Matteo Farnesi Camellone

Charge localization dynamics induced by oxygen vacancies on the TiO₂(110) surface.

The dynamics of an F center created by an oxygen vacancy on the TiO₂(110) rutile surface has been investigated using ab initio molecular dynamics. These simulations uncover a truly complex, time-dependent behavior of fluctuating electron localization topologies in the vicinity of the oxygen vacancy. Although the two excess electrons are found to populate preferentially the second subsurface layer, they occasionally visit surface sites and also the third subsurface layer. This dynamical behavior of the excess charge explains hitherto conflicting interpretations of both theoretical findings and experimental data.
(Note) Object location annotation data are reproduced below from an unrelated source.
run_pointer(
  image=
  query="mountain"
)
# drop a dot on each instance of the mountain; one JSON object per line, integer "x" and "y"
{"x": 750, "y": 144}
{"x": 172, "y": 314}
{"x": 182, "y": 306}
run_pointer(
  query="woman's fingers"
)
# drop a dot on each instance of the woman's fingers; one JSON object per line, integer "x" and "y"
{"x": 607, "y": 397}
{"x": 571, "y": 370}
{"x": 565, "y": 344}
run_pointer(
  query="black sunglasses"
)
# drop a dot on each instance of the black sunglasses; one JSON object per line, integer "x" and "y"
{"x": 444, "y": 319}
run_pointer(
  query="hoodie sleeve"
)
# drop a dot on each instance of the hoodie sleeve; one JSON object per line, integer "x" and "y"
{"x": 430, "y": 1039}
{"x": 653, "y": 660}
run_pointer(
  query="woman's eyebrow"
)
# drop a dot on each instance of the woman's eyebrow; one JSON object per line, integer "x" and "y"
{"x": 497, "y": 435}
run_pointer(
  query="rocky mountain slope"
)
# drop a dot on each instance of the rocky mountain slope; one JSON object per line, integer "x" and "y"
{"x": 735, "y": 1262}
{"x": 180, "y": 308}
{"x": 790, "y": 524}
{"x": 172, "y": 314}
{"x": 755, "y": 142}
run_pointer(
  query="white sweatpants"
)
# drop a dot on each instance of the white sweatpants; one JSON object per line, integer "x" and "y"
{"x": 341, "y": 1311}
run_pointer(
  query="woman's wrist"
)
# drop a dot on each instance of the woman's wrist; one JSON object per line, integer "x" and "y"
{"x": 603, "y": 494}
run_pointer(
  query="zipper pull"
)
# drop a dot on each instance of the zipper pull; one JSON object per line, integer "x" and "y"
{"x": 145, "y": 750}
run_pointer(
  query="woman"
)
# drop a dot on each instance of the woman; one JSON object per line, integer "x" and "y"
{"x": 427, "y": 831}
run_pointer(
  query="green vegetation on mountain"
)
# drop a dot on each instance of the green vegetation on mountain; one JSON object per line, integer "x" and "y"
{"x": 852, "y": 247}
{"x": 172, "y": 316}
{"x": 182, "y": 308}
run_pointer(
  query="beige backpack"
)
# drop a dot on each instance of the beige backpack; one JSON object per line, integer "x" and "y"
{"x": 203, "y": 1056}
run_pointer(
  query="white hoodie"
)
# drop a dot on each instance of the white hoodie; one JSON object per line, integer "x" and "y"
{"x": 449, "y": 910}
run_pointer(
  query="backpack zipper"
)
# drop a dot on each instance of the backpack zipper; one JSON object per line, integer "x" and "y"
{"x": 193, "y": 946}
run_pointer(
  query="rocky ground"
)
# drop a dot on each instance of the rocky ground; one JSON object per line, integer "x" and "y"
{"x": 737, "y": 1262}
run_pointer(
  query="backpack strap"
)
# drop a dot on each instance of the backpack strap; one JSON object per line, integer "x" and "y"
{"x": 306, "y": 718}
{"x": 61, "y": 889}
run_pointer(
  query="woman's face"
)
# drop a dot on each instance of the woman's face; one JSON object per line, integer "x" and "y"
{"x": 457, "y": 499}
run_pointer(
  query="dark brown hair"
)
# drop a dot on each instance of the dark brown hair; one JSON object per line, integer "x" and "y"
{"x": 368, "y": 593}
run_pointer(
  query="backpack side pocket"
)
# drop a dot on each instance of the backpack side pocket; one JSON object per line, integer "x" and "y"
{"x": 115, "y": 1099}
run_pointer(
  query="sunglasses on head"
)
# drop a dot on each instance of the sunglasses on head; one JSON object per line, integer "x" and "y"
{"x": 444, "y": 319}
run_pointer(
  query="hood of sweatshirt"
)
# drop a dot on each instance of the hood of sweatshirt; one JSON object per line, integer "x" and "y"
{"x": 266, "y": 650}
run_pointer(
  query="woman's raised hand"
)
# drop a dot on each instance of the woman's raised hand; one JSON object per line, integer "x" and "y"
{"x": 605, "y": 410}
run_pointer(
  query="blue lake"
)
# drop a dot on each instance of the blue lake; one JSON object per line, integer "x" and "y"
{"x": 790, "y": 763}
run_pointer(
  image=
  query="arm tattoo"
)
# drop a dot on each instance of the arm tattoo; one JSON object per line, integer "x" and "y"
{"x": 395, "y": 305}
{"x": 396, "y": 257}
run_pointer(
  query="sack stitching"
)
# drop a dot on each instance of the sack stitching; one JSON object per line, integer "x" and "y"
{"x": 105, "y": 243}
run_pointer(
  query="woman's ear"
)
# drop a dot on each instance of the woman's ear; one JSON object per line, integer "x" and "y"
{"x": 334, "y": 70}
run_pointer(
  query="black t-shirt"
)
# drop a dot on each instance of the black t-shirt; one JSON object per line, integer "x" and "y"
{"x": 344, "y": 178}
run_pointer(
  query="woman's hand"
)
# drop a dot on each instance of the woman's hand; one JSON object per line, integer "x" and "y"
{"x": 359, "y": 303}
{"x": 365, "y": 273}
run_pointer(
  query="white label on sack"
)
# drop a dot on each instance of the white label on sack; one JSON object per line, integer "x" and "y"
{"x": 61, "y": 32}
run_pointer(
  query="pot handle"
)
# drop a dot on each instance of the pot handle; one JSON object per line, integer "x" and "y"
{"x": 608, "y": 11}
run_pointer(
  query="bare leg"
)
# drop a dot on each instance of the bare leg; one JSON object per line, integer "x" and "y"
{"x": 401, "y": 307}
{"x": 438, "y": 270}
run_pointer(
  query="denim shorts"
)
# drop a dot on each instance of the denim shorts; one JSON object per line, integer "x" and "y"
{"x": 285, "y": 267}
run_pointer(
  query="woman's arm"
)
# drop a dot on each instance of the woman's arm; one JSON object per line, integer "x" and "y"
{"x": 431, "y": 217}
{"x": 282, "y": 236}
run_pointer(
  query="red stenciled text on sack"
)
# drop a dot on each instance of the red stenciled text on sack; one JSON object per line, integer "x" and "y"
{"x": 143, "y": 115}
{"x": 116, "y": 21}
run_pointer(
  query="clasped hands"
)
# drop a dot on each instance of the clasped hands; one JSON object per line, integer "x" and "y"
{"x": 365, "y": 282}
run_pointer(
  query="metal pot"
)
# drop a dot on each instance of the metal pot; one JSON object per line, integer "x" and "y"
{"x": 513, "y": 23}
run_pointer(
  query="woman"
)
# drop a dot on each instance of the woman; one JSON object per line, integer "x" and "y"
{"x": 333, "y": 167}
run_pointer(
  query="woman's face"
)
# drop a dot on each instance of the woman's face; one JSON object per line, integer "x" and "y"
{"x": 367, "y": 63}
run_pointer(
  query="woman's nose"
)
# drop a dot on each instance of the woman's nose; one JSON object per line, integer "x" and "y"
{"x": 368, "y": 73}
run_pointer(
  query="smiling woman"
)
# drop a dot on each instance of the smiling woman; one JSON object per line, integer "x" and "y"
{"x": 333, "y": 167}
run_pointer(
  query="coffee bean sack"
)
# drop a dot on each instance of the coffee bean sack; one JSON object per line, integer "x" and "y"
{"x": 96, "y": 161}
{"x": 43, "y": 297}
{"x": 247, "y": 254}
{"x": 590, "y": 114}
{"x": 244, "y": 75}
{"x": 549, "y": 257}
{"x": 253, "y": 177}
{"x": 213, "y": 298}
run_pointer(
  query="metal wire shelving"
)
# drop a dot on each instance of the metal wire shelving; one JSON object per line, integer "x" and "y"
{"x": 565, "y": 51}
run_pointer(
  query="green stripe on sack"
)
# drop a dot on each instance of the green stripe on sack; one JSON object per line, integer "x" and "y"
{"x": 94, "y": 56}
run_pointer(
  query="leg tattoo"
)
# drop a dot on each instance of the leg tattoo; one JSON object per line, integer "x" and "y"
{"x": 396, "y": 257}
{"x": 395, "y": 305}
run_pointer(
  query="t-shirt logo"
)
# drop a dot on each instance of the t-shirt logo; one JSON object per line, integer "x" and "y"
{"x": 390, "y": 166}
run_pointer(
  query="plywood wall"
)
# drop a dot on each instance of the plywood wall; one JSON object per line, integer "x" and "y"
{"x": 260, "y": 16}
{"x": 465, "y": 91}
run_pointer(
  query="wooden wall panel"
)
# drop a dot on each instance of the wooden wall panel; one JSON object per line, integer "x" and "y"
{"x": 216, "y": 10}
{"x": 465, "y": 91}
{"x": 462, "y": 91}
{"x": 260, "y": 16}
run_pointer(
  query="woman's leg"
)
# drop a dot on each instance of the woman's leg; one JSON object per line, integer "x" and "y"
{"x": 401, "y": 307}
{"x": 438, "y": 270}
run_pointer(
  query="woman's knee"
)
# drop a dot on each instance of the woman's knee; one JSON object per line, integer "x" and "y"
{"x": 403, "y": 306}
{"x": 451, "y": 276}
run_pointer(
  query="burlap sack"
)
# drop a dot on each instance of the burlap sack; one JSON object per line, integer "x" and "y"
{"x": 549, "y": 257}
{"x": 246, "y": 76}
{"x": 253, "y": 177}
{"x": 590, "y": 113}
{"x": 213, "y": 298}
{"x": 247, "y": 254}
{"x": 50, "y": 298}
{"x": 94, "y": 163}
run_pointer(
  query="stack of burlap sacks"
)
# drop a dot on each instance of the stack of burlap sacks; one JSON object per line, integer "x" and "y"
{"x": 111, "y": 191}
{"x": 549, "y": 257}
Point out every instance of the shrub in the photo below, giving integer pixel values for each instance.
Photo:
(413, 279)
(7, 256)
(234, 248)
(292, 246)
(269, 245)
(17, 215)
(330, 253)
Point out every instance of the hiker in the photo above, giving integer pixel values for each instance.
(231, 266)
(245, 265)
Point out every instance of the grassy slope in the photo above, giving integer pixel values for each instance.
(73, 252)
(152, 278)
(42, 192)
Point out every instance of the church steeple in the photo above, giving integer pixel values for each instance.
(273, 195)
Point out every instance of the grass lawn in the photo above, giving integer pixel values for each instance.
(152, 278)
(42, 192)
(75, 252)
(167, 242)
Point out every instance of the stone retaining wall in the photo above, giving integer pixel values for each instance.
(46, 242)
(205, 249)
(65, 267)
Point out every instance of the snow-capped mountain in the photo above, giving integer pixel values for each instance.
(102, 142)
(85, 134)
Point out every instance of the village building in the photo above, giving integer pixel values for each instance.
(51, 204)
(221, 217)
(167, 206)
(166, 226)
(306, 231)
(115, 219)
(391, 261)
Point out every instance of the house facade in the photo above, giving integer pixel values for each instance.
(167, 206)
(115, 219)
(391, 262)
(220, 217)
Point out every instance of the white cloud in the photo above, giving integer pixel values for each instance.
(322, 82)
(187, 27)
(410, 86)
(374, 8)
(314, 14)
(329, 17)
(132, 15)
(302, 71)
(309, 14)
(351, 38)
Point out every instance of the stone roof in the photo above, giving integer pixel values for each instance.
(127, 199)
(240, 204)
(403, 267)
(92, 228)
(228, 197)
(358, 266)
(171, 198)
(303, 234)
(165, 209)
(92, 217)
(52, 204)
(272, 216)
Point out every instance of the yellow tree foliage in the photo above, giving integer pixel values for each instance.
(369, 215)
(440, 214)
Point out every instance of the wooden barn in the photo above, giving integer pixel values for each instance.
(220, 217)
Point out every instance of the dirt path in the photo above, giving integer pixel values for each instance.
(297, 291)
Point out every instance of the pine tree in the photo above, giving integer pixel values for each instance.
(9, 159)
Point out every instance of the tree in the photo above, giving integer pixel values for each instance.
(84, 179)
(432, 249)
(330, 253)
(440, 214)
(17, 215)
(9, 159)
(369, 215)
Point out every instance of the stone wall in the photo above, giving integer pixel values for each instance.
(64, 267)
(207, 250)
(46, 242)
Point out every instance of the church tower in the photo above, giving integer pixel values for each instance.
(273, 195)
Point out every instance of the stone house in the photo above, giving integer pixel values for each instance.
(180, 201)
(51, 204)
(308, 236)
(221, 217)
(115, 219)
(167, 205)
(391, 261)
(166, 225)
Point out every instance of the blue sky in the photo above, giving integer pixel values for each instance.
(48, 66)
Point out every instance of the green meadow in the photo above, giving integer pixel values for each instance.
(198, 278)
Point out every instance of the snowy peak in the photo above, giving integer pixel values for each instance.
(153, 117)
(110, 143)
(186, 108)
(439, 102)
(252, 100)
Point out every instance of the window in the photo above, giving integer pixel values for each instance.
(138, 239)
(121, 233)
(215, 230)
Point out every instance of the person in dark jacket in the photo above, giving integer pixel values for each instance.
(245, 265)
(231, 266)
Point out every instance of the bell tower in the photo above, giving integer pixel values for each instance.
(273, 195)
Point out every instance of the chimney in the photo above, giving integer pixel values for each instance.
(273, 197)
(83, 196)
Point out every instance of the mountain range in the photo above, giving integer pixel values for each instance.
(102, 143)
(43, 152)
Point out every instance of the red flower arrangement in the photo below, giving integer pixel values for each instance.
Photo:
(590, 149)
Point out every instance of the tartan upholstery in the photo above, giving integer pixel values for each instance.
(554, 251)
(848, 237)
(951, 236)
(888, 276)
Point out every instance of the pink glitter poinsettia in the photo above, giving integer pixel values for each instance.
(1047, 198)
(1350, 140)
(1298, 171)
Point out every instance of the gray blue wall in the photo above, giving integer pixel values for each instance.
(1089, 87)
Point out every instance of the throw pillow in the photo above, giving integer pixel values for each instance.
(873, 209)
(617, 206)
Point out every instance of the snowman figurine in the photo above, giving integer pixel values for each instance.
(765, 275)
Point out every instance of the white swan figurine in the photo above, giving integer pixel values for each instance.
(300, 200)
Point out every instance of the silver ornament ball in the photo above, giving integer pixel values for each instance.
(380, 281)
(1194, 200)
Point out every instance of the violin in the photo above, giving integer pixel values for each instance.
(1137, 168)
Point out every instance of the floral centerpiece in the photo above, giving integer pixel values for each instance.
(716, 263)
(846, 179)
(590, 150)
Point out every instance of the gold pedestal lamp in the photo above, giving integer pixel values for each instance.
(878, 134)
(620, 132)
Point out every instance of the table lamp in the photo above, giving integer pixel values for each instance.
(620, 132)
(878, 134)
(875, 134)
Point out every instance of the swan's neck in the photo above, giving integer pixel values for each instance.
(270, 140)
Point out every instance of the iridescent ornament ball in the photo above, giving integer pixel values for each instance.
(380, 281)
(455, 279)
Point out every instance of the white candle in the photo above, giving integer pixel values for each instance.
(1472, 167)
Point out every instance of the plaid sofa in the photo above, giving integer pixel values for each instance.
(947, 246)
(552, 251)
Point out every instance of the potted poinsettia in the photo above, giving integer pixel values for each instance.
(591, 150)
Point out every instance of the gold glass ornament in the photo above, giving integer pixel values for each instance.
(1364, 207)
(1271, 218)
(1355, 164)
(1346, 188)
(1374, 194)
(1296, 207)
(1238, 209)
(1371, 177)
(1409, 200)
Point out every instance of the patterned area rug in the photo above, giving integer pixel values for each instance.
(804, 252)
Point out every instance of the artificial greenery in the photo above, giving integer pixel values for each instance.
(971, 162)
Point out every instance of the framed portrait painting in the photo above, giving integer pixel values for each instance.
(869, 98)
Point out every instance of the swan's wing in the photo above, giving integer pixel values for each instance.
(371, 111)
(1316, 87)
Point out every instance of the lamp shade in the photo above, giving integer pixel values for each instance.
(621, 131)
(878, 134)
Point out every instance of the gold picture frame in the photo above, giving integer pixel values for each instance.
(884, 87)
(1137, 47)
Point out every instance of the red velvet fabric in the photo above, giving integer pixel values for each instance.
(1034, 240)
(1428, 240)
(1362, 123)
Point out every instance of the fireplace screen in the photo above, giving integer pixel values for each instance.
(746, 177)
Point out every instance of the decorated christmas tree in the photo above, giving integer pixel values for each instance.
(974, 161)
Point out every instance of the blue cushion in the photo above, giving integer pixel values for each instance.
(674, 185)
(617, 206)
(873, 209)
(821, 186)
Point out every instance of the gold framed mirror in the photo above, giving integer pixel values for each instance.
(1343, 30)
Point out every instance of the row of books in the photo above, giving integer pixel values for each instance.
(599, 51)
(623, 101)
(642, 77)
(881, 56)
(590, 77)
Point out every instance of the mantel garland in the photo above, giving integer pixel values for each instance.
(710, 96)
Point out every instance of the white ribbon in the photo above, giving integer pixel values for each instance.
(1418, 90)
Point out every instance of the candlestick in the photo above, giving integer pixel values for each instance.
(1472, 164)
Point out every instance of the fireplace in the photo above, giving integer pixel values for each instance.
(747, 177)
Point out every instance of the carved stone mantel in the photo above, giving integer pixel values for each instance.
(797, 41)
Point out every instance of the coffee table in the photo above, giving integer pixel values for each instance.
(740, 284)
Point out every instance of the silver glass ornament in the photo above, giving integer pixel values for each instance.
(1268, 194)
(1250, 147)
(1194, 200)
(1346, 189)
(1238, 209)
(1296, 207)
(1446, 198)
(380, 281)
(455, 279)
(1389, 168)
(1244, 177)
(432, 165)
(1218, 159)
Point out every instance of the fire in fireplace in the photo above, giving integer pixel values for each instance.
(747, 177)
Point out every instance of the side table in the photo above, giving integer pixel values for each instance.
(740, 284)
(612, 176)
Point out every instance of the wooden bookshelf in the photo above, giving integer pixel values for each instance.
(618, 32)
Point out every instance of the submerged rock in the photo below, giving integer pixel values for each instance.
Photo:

Ideal, defective, and gold-promoted rutile TiO2(110) surfaces interacting with CO, H2, and H2O: Structures, energies, thermodynamics, and dynamics from PBE+U

Extensive first principles calculations are carried out to investigate gold-promoted TiO2(110) surfaces in terms of structure optimizations, electronic structure analyses, ab initio thermodynamics calculations of surface phase diagrams, and ab initio molecular dynamics simulations. All computations rely on density functional theory in the generalized gradient approximation (PBE) and account for on-site Coulomb interactions via inclusion of a Hubbard correction, PBE+U, where U is computed from linear response theory. This approach is validated by investigating the interaction between TiO2(110) surfaces and typical probe species (H, H2O, CO). Relaxed structures and binding energies are compared to both data from the literature and plain PBE results. The main focus of the study is on the properties of gold-promoted titania surfaces and their interactions with CO. Both PBE+U and PBE optimized structures of Au adatoms adsorbed on stoichiometric and reduced TiO2 surfaces are computed, along with their electronic structure. The charge rearrangement induced by the adsorbates at the metal/oxide contact are also analyzed and discussed. By performing PBE+U ab initio molecular dynamics simulations, it is demonstrated that the diffusion of Au adatoms on the stoichiometric surface is highly anisotropic. The metal atoms migrate either along the top of the bridging oxygen rows, or around the area between these rows, from one bridging position to the next along the [001] direction. Approximate ab initio thermodynamics predicts that under O-rich conditions, structures obtained by substituting a Ti5c atom with an Au atom are thermodynamically stable over a wide range of temperatures and pressures.